Paulo Vinicius Coelho (PVC)
A Rede Globo exibia a novela "Vale Tudo" em 22 de dezembro de 1988, data em que Chico Mendes foi brutalmente assassinado em Xapuri, no Acre, pelo filho do fazendeiro Darly Alves da Silva. Cazuza cantava a música de abertura da trama, cujo refrão era: "Brasil! Mostra a tua cara, quero ver quem paga, pra gente ficar assim. Brasil! Qual é o teu negócio? O nome do teu sócio? Confia em mim".
O governo José Sarney (1985-1990) promulgou a nova Constituição e, mesmo assim, havia quem xingasse a democracia por exclusiva culpa de um governo incapaz de combater problemas sociais graves. A inflação anual era de 980% no mês do homicídio de Chico Mendes.
O ecologista acreano havia ajudado a aglutinar os seringueiros da Amazônia e foi condecorado pela ONU, no ano anterior, por seu ativismo a favor do meio ambiente. O assassinato teve enorme repercussão internacional, enquanto Cazuza cantava outro de seus versos, também da canção "Brasil": "O meu cartão de crédito é uma navalha".
Faz 34 anos e o país voltou a ser o mesmo? Tem inflação e remarcação de preços em níveis inferiores aos do final dos anos 1980, mas com brasileiros percebendo preços diferentes a cada visita ao supermercado.
A violência cresce, e a polícia invade comunidades no Rio de Janeiro, como a PM do ex-governador Orestes Quércia fazia a desocupação da Vila Socialista, em Diadema (1990), de forma impositiva e arbitrária.
Acima de todas as trágicas semelhanças, o jornalista inglês Dom Phillips e o indigenista brasileiro Bruno Pereira são possivelmente mortos no coração da Amazônia. O Vale do Javari está para 2022 como Xapuri estava para 1988.
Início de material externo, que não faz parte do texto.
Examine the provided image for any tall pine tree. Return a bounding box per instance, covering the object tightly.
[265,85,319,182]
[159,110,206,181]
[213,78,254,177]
O Brasil não poderia ser diferente 34 anos depois?
Há poucos dias, parte do país se lembrou de que se completaram 30 anos da Eco 92, no Rio de Janeiro. A conferência foi importante, um marco para os debates sobre Justiça e meio ambiente. Estávamos três anos e meio depois da morte de Chico Mendes.
Os anos 1990 e a primeira década do século 21 deram a ideia de que o Brasil poderia melhorar. Faltaram as reformas, o investimento em educação e saúde, mas a esperança voltou aos rostos de pessoas —exceto para aquelas que lamentaram o sucesso da empregada doméstica que podia ir à Disney.
Então, nossa carruagem virou abóbora.
Dom Phillips nasceu no Merseyside e poderia sentar-se em Anfield para ver o Liverpool, de Jürgen Klopp. Sempre preferiu o trabalho árduo pelo meio ambiente. Como Bruno Pereira, funcionário de carreira da Funai exonerado em 2019 por pressão de ruralistas —um ano depois de ter chefiado a maior expedição em 20 anos para contato com indígenas isolados.
Os dois embrenharam-se pela Amazônia em busca de justiça e foram ameaçados por madeireiros, garimpeiros e pescadores, antes dos possíveis brutais assassinatos.
O cardápio completo para demonstrar que o Brasil não saiu —ou pior, voltou— ao século passado. Mais precisamente a 1988. O nosso atual vale-tudo tem inflação, misoginia, racismo e homicídio de quem defende respeito, igualdade, inclusão e meio ambiente.
Cazuza já cantava há 34 anos: "Será que é o meu fim ver TV a cores, na taba de um índio, programada para só dizer sim?".